When
a tenant is in default, many landlords face a common question: whether pursuing
their tenant for a money judgment is worth the extra time and expense. All experienced landlords know that they can
quickly evict a tenant. However, the
extra effort to obtain a money judgment[1]
and even more effort to collect on that judgment may or may not be worth
it. In some situations, a distress
warrant may solve this dilemma.
Many landlords and
property managers may have performed dozens of evictions, but may have never
heard of a distress warrant. A distress
warrant is an accelerated proceeding by a landlord against a tenant to seize
the tenant’s leviable property to satisfy rents owed. Leviable property includes equipment,
furniture, machinery – and as one sheriff once reminded me, cows. This would not include property subject to
the process of garnishment, such as bank accounts or wages.
The legal background of
a distress warrant begins with the concept that every landlord has a lien
against the leviable property of his tenant.[2] The way to enforce this lien is through a
distress warrant. The process is not
extremely complicated, but is riddled with technical requirements and pitfalls
for the inexperienced. Unlike the
eviction process, which many non-attorneys pursue successfully, I do not
recommend that a non-attorney attempt a distress warrant proceeding. Let us now discuss some advantages and disadvantages
of a distress warrant.
Advantages
The obvious advantage
of a distress warrant is the opportunity to seize the defaulted tenant’s
property in order to collect past due rent.
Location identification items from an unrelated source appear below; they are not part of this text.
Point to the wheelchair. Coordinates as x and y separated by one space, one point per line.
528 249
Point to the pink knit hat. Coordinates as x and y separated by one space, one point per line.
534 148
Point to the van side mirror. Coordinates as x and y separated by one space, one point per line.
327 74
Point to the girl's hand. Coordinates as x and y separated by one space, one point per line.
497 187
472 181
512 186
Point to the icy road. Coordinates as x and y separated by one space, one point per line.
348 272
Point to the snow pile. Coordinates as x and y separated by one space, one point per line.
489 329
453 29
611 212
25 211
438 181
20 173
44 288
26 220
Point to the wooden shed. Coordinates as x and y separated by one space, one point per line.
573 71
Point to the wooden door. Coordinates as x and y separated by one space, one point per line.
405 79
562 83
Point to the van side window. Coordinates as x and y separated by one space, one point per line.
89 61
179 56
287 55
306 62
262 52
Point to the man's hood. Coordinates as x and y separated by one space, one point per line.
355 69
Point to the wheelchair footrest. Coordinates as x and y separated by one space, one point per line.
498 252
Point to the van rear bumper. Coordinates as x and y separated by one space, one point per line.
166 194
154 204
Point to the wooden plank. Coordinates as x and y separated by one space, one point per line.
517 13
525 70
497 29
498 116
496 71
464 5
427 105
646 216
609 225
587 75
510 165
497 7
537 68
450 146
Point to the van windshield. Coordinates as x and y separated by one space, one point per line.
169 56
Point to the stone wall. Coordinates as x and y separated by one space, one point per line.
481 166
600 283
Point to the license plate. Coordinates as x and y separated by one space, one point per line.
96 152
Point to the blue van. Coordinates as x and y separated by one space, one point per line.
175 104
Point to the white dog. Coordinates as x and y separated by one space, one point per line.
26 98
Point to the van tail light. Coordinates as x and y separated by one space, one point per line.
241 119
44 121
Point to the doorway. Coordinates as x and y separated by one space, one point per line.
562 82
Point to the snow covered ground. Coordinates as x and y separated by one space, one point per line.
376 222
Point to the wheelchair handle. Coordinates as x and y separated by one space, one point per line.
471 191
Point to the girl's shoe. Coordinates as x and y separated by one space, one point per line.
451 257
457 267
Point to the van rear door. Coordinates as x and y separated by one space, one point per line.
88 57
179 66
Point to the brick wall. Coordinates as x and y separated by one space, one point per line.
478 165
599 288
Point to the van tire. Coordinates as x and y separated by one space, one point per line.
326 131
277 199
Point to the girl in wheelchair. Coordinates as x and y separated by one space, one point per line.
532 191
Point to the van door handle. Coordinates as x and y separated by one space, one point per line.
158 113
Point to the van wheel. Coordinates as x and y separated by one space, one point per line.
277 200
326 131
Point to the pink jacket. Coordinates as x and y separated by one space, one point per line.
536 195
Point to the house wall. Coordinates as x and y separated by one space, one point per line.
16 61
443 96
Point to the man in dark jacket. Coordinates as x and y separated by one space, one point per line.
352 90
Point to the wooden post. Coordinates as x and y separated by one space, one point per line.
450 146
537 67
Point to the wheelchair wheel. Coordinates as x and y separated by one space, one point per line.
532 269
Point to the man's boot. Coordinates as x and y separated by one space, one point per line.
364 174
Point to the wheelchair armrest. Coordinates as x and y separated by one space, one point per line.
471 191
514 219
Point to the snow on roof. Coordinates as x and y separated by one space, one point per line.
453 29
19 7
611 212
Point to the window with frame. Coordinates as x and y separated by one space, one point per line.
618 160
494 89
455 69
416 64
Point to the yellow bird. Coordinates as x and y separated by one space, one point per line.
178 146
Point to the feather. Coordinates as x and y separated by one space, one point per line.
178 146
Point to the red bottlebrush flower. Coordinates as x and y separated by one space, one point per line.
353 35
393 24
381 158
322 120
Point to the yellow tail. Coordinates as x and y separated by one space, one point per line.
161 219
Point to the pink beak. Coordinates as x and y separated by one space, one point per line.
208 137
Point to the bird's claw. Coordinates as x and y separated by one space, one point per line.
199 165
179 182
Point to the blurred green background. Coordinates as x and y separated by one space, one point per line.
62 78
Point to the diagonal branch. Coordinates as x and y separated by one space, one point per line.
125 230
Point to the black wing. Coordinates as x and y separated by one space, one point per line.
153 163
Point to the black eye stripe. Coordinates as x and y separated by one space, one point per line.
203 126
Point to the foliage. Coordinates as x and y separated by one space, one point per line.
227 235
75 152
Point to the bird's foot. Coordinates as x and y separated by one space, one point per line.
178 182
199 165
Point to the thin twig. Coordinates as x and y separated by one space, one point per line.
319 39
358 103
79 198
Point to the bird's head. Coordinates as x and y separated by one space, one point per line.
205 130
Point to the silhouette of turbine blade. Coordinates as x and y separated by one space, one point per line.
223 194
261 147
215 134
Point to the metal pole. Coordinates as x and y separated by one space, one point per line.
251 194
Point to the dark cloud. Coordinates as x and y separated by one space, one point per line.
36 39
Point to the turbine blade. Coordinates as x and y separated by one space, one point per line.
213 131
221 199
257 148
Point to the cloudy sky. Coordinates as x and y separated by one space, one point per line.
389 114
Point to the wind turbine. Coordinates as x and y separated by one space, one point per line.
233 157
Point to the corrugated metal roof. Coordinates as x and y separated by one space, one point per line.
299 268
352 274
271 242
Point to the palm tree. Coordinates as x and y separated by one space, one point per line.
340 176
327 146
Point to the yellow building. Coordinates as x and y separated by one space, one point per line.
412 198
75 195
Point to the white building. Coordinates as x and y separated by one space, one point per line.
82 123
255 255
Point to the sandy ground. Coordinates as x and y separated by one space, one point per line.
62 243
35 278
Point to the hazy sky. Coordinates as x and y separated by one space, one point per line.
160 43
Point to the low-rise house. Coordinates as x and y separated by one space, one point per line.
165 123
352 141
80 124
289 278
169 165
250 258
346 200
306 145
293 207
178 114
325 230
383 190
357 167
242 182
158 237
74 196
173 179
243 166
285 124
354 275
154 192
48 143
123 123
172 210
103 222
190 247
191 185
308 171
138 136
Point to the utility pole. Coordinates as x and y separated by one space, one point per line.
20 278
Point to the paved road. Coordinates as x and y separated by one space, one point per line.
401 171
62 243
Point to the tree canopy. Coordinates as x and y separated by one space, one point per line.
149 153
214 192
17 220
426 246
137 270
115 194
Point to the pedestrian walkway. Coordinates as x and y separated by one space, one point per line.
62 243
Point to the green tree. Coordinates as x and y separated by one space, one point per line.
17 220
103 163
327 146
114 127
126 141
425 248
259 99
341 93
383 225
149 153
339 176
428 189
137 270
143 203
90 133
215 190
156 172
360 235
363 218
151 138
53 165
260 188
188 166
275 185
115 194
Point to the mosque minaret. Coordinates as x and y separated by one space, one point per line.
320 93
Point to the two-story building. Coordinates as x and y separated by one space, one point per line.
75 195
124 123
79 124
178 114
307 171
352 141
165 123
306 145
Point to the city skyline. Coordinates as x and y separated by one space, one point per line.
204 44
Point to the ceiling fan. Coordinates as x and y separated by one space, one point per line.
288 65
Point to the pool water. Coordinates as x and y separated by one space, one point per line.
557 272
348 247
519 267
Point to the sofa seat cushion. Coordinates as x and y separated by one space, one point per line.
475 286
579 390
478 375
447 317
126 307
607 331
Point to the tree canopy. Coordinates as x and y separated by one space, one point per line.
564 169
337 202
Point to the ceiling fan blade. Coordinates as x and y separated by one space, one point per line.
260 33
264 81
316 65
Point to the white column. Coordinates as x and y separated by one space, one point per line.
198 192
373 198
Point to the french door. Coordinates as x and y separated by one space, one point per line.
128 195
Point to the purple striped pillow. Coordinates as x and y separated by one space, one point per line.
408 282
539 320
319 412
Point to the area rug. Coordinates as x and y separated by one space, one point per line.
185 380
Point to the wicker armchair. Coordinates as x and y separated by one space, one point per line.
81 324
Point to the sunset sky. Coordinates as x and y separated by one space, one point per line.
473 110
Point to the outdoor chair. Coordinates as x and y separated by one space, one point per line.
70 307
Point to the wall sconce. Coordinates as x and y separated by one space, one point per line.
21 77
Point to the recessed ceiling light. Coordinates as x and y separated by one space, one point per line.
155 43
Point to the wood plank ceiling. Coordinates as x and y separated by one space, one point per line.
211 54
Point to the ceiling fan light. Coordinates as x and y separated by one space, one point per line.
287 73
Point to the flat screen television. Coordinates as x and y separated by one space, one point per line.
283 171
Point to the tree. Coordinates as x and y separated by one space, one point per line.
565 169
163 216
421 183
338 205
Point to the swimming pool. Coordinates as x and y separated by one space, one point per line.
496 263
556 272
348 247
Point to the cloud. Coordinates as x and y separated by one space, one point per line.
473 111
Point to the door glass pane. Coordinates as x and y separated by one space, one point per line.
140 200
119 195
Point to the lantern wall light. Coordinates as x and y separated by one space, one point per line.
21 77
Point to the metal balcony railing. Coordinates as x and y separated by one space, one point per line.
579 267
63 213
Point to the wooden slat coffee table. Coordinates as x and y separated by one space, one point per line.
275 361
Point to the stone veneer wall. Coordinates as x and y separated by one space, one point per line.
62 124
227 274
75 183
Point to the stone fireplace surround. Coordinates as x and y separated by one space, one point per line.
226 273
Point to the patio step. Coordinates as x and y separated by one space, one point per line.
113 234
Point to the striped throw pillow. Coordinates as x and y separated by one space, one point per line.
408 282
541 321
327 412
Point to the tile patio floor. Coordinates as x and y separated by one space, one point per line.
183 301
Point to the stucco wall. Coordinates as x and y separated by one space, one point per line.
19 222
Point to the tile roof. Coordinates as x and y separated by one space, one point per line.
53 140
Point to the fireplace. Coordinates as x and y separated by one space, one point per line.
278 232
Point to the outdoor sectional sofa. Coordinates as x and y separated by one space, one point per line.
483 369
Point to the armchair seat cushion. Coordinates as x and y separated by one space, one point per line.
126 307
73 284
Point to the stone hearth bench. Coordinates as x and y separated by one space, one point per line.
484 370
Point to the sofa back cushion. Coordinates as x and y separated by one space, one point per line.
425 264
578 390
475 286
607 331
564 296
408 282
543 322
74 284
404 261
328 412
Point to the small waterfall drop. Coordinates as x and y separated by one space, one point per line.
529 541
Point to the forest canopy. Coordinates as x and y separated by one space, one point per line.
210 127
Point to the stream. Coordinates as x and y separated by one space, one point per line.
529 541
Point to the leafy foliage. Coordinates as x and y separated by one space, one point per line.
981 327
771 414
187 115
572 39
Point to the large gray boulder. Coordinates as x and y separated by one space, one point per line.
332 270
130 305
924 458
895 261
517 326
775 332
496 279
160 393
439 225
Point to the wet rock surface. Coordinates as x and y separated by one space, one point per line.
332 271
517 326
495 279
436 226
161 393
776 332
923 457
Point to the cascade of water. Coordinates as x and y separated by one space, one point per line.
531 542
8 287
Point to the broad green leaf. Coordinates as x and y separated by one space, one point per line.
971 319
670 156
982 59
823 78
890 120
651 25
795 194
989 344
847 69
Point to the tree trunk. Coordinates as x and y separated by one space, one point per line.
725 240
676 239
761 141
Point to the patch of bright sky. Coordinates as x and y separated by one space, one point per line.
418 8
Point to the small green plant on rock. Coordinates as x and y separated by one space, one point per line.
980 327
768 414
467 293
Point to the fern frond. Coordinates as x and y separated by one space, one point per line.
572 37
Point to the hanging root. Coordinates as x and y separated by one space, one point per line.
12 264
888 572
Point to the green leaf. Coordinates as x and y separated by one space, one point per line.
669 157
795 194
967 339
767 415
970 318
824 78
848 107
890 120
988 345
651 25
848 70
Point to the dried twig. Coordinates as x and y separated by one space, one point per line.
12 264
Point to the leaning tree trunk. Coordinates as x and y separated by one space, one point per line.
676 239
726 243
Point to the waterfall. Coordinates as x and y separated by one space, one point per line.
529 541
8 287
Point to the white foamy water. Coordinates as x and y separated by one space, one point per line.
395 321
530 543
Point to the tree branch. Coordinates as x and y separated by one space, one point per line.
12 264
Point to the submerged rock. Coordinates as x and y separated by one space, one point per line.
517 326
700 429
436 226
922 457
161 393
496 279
Also, the proceeding is quick.
The court is required to schedule a hearing within five to seven days of
service.[3] At that hearing, the court is obliged to
issue a distress warrant (i.e. a command to the sheriff to seize the tenant’s
property) if the tenant does not pay what he admits is owed or post a bond.[4]
Disadvantages
First, the distress
warrant procedure is a separate and distinct procedure from a dispossessory
(eviction) action. Therefore, anyone who
wishes to both seize their tenant’s property and evict them must file two actions.
Second, for due process
reasons, before a distress warrant can issue, the tenant must have both notice
and a hearing before he loses possession of his property.[5] Although the law explicitly commands the
tenant not to “convey, remove, or conceal his property” without posting a bond
or paying the undisputed rent into the court, this requirement may be ignored
by the tenant.[6] This renders the action impractical in some
situations.
Finally, because these
actions have decreased in their popularity, many courts and especially the
clerk’s office may be unfamiliar with the legal process. In my experience, an attorney is needed just
to navigate the filing process.
Because of these
disadvantages, a distress warrant is most practical in commercial or high-rent
residential situations. However, even
with the above disadvantages, a distress warrant is a unique and often
successful way for landlords to collect on past due rent. Next time you have a tenant in default
explore this possibility with your attorney.
Disclaimer: The information contained in
this article is for informational purposes only and is not legal advice or a
substitute for legal counsel. It does not constitute advertising or
solicitation. The information in this article may or may not reflect the most
current legal developments; accordingly, this article is not guaranteed to be
complete, and should not be considered an indication of future results.